Idée principale
Un dépôt qui contient un feature flag ne contient pas un comportement, il en contient deux — et il ne dit pas lequel s'exécute. La lecture du code établit alors que les deux existent, jamais lequel s'applique. Quand un Customer Success Manager demande « dans quelles conditions ce workflow se bloque pour ce client ? », la réponse n'est pas dans les fichiers : elle est dans l'état du flag pour l'environnement où ce client travaille.
Deux régimes de réponse en découlent, et ils ne valent pas la même chose. Sans accès à l'environnement, la réponse reste conditionnelle : si le flag est activé, le comportement est celui-ci, sinon il est différent. Avec cet accès, elle devient une réponse sur le produit tel que ce client-là le vit, dans sa configuration, à cette date.

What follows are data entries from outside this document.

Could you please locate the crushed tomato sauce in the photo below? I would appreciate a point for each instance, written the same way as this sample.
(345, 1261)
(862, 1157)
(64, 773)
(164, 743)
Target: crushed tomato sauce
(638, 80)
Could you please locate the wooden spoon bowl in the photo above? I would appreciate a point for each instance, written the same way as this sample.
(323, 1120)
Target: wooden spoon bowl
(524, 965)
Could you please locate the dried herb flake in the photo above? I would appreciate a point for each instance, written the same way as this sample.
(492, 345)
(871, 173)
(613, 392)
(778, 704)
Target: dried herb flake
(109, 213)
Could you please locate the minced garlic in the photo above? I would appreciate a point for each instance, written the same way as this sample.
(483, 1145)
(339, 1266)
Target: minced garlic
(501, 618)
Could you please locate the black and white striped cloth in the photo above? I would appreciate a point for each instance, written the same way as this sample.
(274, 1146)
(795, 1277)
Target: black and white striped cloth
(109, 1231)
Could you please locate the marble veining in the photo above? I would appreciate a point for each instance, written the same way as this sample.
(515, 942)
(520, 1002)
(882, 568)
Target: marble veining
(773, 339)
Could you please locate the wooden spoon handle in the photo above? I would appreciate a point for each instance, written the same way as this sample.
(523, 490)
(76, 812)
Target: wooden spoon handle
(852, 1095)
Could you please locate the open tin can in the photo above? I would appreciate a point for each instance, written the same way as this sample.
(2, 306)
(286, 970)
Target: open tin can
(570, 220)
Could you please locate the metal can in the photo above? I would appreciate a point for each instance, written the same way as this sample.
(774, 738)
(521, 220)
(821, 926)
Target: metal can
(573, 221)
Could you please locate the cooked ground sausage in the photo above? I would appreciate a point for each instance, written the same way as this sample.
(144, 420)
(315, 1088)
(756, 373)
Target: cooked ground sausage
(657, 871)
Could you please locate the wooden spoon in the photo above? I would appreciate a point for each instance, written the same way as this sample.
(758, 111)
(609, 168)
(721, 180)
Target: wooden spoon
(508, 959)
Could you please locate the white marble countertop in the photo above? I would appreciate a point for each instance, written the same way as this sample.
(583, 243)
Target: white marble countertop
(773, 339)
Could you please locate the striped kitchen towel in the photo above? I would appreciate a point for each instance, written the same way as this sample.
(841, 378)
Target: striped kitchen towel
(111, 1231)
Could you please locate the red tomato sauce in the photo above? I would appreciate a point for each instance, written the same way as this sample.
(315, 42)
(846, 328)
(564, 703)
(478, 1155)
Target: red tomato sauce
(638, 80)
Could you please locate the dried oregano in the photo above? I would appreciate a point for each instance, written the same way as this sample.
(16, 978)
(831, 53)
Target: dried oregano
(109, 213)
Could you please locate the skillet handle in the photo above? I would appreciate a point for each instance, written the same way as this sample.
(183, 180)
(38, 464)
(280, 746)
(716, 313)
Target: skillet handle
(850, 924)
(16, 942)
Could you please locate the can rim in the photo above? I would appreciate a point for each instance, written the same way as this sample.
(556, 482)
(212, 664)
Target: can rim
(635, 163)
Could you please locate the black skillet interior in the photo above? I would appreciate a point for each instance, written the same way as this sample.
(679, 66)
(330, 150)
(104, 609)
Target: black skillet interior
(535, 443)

Le point est plus large que le mécanisme des flags. Une question de support ou d'avant-vente ne porte presque jamais sur le code abstrait ; elle porte sur ce qu'un compte donné observe à l'écran. Désigner le dépôt comme source de vérité règle le désaccord entre le code et une documentation périmée, et laisse entier l'écart entre le code et un déploiement. La source complète du comportement observé est un couple : le dépôt, et l'état de l'environnement qui l'exécute.
Pourquoi c'est important
Cela empêche une lecture trop rapide du déplacement vers le code. « La vérité, c'est ce qui tourne » désigne le dépôt tant qu'on parle du produit en général, et cesse de le désigner dès qu'on parle d'un client — ce qui est pourtant le cas de la plupart des questions qui arrivent chaque jour.
Cela fixe aussi ce qu'un commercial a le droit de promettre. Un comportement présent dans le dépôt n'est pas un comportement disponible pour le prospect qu'il a en face de lui, et la différence entre les deux se lit dans un réglage, pas dans le code.
Nuances et limites
La dépendance à la configuration ne concerne qu'une part du produit. Sur l'essentiel du comportement, aucun interrupteur n'est en jeu et le dépôt tranche seul ; traiter chaque réponse comme conditionnelle par principe reviendrait à ne plus rien affirmer.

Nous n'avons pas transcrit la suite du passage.